In the 1960s control passed to Hermann's son Peter, who developed the company into a supplier of electronic control and monitoring devices and programmable logic controllers.
In 1987 the company launched safety relay PNOZ, an emergency stop system. PSS control systems were developed in the 1990s.
Other Pilz products and services include sensor technology, bus and industrial wireless systems, risk assessments and training courses on machinery safety.
Renate Pilz has been Managing Partner of the company since 1994.
In addition to the head office in Germany (now in Ostfildern), Pilz is represented by 26 subsidiaries and branch offices on all continents.
From its humble beginnings, the company now employs some 1800 staff worldwide.
Pilz is a stereotypical Mittelstadt company.
Mittelstadt manufacturing practices are renowned for quality, efficiency, sustainability and productivity.
“German engineering has a proud history of safety and quality, says Stark.
“We have defined global standards, he says.
“Mittelstadt is typical of Germany and typical of Pilz.”
Stark says Australian manufacturers can benefit by adopting similar methods.

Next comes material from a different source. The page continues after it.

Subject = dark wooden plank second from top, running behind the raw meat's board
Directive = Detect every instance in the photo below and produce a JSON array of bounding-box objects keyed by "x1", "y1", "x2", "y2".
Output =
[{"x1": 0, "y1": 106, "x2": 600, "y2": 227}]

For many years all Pilz products were designed and manufactured in Europe – mostly in Germany.
Now the company is spreading its wings into other areas.
All design is carried out in Germany, Switzerland and Ireland.
And products are largely manufactured in Germany, Switzerland and Prague.
About 12 months ago the company broke new ground with the opening of a new manufacturing facility in China.
“This will be to service the rapidly expanding Asian market,” explains Stark.
It is unlikely any of the products produced in China will be sold into other global markets.
“Asian products will be produced for the Asian market and European products will be produced for the European market.”
Stark says Pilz has always placed great emphasis on research and development (R&D) and that trend will continue.
“All R&D is done at our headquarters in Germany as well as Switzerland and Ireland, he says.
In Australia, Pilz runs a highly successful operation at its headquarters at Clayton, Victoria.
“One of the keys to success in Australia has been in using local people who have a deep understanding of the local market and who have been able to communicate our safety message.”
Stark says the cost of manufacturing goods in Australia is comparable to Germany.
But a much smaller local market, remote location and long distances to transport goods means it can be less cost effective to produce goods.
Unlike in Europe, Pilz in Australia has a much stronger focus on the mining sector.
“In Australia you cannot just be focused on tooling machines,” he says.
How do you see the future of manufacturing globally?
“It’s becoming harder and harder for all companies to compete. The only difference now is that transportation is much cheaper.
“I am worried that manufacturing in some western countries may struggle to survive in the future.”
Australia, says Stark, is well-placed to take advantage of the Asian boom in coming years.
“And you have many good engineers – so your future looks bright.”
Stark is impressed with Australia’s current safety standards, buts says a national approach to safety would be more effective.
“Australia closely follows global safety standards, which is the right approach.”